Kurz nach 09:00 Uhr starteten wir dann mit 8 Personen. Ein weiterer Läufer schloss sich auf dem ersten km noch an, und so trabten wir zu neunt in gemütlichem Tempo bergauf. Für einen Barfuß-Lauf wären zwar die Temperaturen geeignet gewesen, nicht aber der Untergrund: meist steinige Waldwege mit zwischen 5mm und 5cm großen Steinen, die so verteilt waren, dass man mit jedem Schritt welche erwischt. Also: Schuhe tragen. Um dabei nicht zu verweichlichen, hatte ich meine SoleRunners mit 1,5mm dünner Sohle angezogen, damit die Füße ordentlich arbeiten können. Regen gabs nicht, aber leichten Nebel.

Trails beim Aufstieg

aufstiegNach ca. dem halben Aufstieg wechselten wir von den Waldwegen auf richtige Trails, die über kleine Pfützen und große Wurzeln den Berg hinauf führten. Streckenweise ähnelte die Bewegung unserer Beine eher dem Zickzackstich einer Nähmaschine als einem klassischen Lauf.

Das Ziel – das Plateau des Großen Feldberg – erreichten wir nach 1:26. Wenn ich meinen Vorlauf noch dazu zähle, hatte ich zu diesem Zeitpunkt bereits 2:09 auf der Uhr.

Der Gipfel: voller Leute

gipfelZu unserer Überraschung war der Gipfel voller Leute: ungezählte Motorradfahrer, die wohl gehofft hatten, die Sonne am höchten Punkt sehen zu können. Wie man auf dem Selfie mit mir und Gruppe, Gipfelkreuz und Turm sieht, war es auch hier oben noch neblig. Außerdem waren da viele Oldtimer mit ihren Besitzern, die an diesem Tag eine Ausfahrt machten. Wir haben dann noch schnell ein paar Fotos gemacht und uns von jenen Läufern unserer Gruppe verabschiedet, die von ihren Partnern mit dem Auto abgeholt wurden. Und dann gings ohne größere Verzögerung zu sechst wieder runter, um nicht zu sehr auszukühlen.

Take the Long Way Home

Bergab liefen wir dann keine Trails mehr, sondern die klassischen steinigen Waldwege, und kamen nach 1:16 (für die anderen gesamt 2:42, für mich 3:25) wieder am Reis an. Das lange Bergablaufen bringt leider ganz andere Muskelbelastungen mit sich als das Laufen in der Ebene, und so ist es dann bergab auch ein wenig anstrengend, wenn man andauernd bremsen und dämpfen muss.
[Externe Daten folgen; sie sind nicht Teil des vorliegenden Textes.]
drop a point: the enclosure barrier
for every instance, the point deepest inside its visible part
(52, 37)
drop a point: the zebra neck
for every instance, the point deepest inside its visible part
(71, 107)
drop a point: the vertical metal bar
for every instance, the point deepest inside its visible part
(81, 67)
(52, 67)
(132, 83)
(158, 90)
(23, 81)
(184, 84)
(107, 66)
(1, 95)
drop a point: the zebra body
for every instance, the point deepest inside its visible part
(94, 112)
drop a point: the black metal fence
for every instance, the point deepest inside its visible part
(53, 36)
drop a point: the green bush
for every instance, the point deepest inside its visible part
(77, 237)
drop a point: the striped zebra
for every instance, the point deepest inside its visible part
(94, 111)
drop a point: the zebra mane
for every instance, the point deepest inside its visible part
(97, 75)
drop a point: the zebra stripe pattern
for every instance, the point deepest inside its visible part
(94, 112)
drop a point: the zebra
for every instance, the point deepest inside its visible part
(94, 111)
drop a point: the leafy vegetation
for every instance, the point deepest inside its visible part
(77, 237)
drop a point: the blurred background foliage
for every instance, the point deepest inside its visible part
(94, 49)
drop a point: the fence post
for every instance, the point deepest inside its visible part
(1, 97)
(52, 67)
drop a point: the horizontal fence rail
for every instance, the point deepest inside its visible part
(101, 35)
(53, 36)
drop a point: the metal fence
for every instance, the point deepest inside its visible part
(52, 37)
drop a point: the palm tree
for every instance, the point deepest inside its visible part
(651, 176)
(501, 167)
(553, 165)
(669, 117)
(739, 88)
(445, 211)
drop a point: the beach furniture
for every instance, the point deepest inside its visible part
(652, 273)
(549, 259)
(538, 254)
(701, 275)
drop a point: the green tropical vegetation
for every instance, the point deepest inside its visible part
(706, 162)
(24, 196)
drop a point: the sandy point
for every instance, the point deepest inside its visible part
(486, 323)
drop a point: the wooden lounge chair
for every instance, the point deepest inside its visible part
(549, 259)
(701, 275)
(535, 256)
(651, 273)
Am Reis gab es dann die große Verabschiedung und das Angebot, mich im Auto nach Hause mitzunehmen. Nein, dachte ich, wenn ich jetzt noch die 8km nach Hause dranhänge, wird es von der Streckenlänge her ein Marathon. Und genauso haben sich diese letzten 8km auch angefühlt. Schließlich kam ich nach einer Gesamtzeit von 4:09 wieder daheim an und war ganz gut erledigt.

Das Nachmalen der Strecke auf einer Karte ergab eine Gesamtstrecke von ca. 42,5km, also etwas mehr als ein Marathon. Was das ganze aber auf den letzten Metern so anstrengend machte, war das lange Trailstück beim Aufstieg und das Bremsen beim Runterlaufen.

So kam es dann, dass ich doch einen leichten Muskelkater habe, den ich am 25.12. mit Laufpause und tags drauf wieder mit einer regenerativ gelaufenen 15km-Einheit gepflegt habe. Dem Weihnachtsbergmarathon 2015 werde ich aber in meinem Gedächtnis einen großen, warmen Extraplatz geben.